Wealthy U.S. taxpayers, concerned about an Internal Revenue Service crackdown on the use of secret overseas bank accounts as tax havens, are rushing to meet a Thursday deadline to disclose those accounts or face possible criminal prosecution.
The concern was triggered this summer when Switzerland’s largest bank, caught up in an international tax evasion dispute, said it would disclose the names of more than 4,000 of its U.S. account holders.
The decision shattered a long-held belief that Swiss banks would guard the identities of its American customers as carefully as they did their money, and it raised concern that other international tax havens might be next.
Under an amnesty program, the IRS is allowing taxpayers to avoid prosecution for having failed to report their overseas accounts.
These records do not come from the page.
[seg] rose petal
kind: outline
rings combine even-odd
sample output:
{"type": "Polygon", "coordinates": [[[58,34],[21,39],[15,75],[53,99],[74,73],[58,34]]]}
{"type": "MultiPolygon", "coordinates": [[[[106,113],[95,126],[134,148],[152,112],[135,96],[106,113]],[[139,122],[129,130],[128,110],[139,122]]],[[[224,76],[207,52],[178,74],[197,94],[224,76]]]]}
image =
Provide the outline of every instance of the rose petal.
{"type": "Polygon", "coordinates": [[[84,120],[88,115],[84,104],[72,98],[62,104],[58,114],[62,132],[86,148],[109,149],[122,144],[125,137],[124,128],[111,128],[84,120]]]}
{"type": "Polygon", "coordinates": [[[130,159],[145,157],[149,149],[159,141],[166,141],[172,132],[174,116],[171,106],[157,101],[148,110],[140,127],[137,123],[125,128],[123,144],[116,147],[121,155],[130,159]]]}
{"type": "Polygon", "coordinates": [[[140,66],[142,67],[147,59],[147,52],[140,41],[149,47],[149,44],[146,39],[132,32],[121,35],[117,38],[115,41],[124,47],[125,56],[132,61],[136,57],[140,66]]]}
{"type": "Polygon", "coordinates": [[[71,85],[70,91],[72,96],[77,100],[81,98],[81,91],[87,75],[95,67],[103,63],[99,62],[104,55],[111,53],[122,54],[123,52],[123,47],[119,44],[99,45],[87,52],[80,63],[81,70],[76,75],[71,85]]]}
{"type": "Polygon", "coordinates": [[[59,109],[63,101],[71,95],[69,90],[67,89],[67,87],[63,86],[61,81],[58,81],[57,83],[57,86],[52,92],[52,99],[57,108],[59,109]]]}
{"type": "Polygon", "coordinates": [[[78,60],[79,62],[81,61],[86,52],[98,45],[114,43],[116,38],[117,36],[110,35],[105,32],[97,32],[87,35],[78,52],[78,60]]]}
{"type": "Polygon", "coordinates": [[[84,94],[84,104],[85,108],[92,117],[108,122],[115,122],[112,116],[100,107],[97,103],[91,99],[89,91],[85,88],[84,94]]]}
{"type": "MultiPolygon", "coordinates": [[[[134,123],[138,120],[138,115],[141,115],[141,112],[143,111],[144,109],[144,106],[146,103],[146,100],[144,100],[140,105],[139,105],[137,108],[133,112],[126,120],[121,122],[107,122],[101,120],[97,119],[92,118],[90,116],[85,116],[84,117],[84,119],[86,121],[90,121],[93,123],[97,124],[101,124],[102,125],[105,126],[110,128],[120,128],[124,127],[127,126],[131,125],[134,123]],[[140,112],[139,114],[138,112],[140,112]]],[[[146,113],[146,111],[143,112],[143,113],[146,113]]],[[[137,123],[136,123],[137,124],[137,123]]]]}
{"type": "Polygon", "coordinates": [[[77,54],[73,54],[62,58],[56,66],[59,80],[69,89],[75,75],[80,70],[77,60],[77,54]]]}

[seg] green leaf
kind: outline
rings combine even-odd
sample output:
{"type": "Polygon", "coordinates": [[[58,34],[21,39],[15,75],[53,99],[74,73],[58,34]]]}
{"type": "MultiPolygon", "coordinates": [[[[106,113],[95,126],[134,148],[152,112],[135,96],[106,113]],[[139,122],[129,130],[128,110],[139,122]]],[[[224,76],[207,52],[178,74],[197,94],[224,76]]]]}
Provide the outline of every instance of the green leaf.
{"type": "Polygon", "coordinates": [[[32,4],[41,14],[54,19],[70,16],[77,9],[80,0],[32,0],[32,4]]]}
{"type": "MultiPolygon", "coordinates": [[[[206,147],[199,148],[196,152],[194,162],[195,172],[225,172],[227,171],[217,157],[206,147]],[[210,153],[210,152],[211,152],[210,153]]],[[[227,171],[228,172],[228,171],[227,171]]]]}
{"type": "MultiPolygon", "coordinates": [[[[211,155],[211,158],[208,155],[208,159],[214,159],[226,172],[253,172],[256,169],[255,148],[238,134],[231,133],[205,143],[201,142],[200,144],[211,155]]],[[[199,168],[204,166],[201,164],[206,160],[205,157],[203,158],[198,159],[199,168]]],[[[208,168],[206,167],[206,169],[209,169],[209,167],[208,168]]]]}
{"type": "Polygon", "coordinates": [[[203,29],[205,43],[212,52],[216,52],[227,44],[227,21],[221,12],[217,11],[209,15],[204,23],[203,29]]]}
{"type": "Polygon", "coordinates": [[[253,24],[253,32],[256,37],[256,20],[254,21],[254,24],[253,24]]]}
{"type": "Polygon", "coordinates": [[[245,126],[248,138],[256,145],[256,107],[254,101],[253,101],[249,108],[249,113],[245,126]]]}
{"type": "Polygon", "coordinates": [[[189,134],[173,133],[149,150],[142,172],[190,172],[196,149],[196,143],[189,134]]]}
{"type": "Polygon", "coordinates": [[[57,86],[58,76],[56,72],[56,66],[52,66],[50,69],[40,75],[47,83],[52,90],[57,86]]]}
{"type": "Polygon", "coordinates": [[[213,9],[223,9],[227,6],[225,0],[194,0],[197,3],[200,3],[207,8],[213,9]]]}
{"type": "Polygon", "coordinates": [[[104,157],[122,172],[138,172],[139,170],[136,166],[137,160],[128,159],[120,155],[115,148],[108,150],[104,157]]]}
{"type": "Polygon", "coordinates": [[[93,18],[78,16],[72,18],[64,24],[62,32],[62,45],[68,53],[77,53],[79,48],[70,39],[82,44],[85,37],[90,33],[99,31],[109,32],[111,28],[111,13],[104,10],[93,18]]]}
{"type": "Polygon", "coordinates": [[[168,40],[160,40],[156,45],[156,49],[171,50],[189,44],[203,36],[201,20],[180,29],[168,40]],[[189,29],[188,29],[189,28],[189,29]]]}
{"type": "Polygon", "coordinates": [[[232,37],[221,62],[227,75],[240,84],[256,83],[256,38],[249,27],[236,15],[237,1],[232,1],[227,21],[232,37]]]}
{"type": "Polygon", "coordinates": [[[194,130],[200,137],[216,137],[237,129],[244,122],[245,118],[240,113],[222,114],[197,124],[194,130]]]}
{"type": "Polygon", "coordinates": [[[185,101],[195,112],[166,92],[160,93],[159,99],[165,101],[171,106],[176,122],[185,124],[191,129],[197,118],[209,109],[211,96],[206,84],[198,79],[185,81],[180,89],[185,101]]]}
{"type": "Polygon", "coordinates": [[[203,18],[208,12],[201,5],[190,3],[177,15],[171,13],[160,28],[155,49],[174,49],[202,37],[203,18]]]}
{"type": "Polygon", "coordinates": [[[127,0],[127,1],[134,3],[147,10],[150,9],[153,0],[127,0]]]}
As a result, tax attorneys across the nation have been besieged by wealthy clients who are lining up to apply even though they will still face big financial penalties.
Tax lawyers in Southern California say they’ve encountered an array of clients concerned about international bank accounts: Hollywood producers, immigrants who left behind foreign accounts and business owners who have stashed money overseas to avoid taxation.
“It’s crazy busy,” said Pasadena tax attorney Phil Hodgen, who for a brief period in September stopped accepting new clients because he was overwhelmed with amnesty requests. “These people are calling, saying, ‘I can’t sleep at night.’ ”
Some 3,000 U.S. residents have voluntarily disclosed their foreign bank accounts to the IRS this year, compared to fewer than 100 in 2008, said one U.S. government official who asked not to be identified.
Demand for the amnesty program exploded in August when Swiss bank UBS agreed to settle U.S. criminal charges that it had engaged in a “multibillion-dollar scheme” to help U.S. taxpayers hide assets from the IRS.
In all, UBS agreed to pay $780 million in penalties and to disclose the names of 4,450 American clients to Swiss officials, who would then provide them to the IRS.
The original deadline to apply for tax amnesty was Sept. 23, but the IRS -- acting at the request of overwhelmed tax attorneys -- extended it until Thursday.
“I think the intent of the IRS in getting those names from UBS was to scare everybody into coming forward,” Hodgen said.
Shahzad Malik, an international tax attorney with Century City law firm TroyGould, said a wide variety of clients were coming forward.
“You have a lot of people in the entertainment industry, movie producer types; they do business everywhere and have royalties coming to them internationally. I’ve had to clean up a lot of those,” he said.
Other clients, Malik said, are immigrants who left behind bank accounts in their home countries or people who inherited foreign bank accounts who didn’t realize those assets are taxable in the United States.
“L.A. is very ethnically diverse, so we have a lot of those folks,” Malik said. “I’d say it’s the minority who knew there was something shady about having a foreign bank account.”
Among Malik’s clients is one who received notice from UBS that his name was one of those that would be forwarded to the IRS. Some calls have come from holders of accounts with other foreign banks who don’t know whether their bank will start cooperating with the U.S.
“Some people have called me and asked, ‘How likely is it the government is going to get my name?’ ” Malik said. “I say, ‘I simply can’t handicap that. . . . But if you want me to fix it, I can.’ ”
Once the amnesty deadline passes, a wave of prosecutions of U.S. tax evasion cases may follow. Some UBS clients have already faced criminal prosecution.
In August, Malibu resident John McCarthy agreed to plead guilty to a felony charge of failing to disclose his UBS account to the IRS. He has yet to be sentenced and is free on $50,000 bail.
UBS, meanwhile, has taken steps to cease efforts to attract American clients to its private bank in Switzerland. The bank shut down its cross-border division, but it still operates a brokerage in the U.S. It purchased PaineWebber in 2000.
“It has become pretty much impossible for American citizens to have a bank account in Switzerland if you are not living there,” said Alfred Mettler, a professor of finance at Georgia State University. He is a member of a task force advising the Swiss government on banking and taxation.
Mettler said he believed that UBS and other Swiss banks would eventually accept money from U.S. citizens again, but only with the understanding that the accounts and interest would be disclosed to the IRS.
The changing landscape in Switzerland may not spread worldwide, he said. “As long as the world consists of different nations with different laws, there will always be countries that follow the rules more strictly than others.”